CONDENO, ainda, a parte ré ao pagamento das custas e despesas processuais, bem como em honorários advocatícios em favor dos procuradores da parte autora, que FIXO em 10% (dez por cento) sobre o valor da condenação, levando-se em consideração, ainda, o grau de zelo do profissional, o lugar de prestação do serviço, a natureza, importância e complexidade da causa, bem como o tempo exigido para o seu serviço, nos termos do art. 85, §2º, do CPC.
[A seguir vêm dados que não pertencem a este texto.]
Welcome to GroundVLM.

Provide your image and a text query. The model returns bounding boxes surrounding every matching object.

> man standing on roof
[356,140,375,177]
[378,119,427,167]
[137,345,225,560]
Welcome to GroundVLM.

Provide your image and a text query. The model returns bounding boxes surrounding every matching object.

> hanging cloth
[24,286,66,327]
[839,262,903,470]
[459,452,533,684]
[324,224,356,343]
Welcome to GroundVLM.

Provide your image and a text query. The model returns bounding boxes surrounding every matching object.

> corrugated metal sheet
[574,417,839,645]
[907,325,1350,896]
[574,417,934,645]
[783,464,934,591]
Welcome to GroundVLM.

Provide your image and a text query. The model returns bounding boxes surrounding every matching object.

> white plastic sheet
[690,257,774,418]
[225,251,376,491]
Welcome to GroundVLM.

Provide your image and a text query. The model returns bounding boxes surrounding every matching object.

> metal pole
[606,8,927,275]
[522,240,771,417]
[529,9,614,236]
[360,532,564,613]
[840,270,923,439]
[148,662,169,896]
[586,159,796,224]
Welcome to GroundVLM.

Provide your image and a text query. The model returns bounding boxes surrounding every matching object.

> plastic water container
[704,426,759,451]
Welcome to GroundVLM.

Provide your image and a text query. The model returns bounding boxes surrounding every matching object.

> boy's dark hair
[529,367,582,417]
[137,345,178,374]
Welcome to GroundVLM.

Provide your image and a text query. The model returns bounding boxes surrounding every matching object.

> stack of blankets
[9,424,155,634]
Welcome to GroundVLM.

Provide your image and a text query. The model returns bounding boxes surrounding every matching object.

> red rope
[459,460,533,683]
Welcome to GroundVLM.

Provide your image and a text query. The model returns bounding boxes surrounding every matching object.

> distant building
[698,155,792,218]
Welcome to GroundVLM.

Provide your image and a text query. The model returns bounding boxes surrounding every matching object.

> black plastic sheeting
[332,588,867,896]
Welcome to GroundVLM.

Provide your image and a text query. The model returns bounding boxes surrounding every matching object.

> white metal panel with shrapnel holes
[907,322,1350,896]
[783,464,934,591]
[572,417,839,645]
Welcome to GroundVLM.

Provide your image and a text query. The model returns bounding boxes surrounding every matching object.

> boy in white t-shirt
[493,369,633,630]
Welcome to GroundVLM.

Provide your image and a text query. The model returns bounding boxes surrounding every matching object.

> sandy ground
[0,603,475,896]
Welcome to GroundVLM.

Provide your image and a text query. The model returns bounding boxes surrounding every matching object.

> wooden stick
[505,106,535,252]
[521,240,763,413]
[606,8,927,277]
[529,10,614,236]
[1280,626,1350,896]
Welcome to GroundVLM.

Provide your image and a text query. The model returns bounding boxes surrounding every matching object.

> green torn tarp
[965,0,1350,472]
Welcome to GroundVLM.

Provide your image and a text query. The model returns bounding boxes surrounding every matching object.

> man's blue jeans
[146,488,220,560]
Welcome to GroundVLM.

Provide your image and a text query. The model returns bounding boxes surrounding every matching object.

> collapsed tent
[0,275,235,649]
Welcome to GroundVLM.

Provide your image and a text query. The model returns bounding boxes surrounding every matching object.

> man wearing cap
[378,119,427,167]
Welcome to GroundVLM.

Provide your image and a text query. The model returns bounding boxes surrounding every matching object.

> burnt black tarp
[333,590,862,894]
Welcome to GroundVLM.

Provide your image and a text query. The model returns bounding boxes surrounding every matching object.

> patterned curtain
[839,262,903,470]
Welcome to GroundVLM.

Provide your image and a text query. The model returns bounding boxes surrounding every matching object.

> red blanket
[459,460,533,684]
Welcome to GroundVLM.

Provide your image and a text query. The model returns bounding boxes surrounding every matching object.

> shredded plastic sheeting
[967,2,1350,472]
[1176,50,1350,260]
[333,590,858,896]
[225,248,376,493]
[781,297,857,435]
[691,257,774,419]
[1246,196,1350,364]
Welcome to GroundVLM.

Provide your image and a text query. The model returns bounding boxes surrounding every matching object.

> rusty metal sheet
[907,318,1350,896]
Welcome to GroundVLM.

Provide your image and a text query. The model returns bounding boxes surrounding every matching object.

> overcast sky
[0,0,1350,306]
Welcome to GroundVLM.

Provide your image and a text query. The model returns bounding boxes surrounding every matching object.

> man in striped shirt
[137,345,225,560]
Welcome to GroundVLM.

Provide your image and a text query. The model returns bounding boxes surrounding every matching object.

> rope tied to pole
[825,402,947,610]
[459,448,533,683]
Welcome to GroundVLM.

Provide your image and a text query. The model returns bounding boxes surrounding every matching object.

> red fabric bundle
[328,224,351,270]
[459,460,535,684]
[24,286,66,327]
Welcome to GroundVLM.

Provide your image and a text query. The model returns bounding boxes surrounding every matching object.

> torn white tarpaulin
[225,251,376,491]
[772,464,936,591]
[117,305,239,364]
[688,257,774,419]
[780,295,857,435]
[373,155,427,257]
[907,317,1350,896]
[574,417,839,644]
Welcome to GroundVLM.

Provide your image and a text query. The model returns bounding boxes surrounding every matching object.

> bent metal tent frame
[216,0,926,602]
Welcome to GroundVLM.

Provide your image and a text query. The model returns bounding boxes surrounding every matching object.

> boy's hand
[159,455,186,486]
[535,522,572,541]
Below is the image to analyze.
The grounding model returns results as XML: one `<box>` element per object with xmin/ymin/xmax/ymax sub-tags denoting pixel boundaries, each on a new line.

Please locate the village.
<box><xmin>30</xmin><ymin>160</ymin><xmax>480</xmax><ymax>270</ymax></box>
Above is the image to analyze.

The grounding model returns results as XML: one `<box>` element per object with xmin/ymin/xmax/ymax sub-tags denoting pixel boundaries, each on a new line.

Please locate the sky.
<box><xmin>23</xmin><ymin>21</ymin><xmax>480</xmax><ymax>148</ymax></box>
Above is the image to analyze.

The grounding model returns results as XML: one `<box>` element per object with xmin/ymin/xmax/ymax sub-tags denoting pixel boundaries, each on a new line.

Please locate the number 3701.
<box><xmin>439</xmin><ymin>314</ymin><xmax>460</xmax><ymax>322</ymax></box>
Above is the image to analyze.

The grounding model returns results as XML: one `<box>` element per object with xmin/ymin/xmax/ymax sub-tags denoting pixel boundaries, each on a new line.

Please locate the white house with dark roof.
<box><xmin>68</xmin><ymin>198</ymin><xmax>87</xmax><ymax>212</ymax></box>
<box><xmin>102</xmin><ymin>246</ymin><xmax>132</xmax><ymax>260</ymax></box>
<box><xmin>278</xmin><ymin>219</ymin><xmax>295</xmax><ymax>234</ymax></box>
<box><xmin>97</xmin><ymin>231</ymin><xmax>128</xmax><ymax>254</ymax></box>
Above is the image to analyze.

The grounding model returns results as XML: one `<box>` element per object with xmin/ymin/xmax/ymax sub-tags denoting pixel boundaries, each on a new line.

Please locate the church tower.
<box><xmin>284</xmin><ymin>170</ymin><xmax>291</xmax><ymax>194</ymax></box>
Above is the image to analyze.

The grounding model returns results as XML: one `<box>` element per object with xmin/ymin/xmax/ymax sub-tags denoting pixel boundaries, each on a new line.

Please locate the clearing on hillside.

No mais, não havendo nos autos prova da insuficiência de recursos da parte ré, INDEFIRO os benefícios da gratuidade da justiça.
Publique-se. Registre-se. Intimem-se.
Havendo interposição de apelação, INTIME-SE a parte recorrida para, querendo, apresentar contrarrazões, no prazo de 15 (quinze) dias, na forma do §1º do art. 1.010 do CPC.
Decorrido o prazo, com ou sem contrarrazões, atendido o disposto no §2º, se for o caso, REMETAM-SE os autos ao Tribunal de Justiça do Estado de Goiás, independentemente de juízo de admissibilidade, consoante §3º, todos do mesmo dispositivo legal, com as nossas homenagens e cautelas de praxe.
Após o trânsito em julgado, não havendo custas pendentes e nada sendo requerido, ARQUIVEM-SE os presentes autos com as anotações e baixa de praxe.
Porangatu, datada e assinada eletronicamente.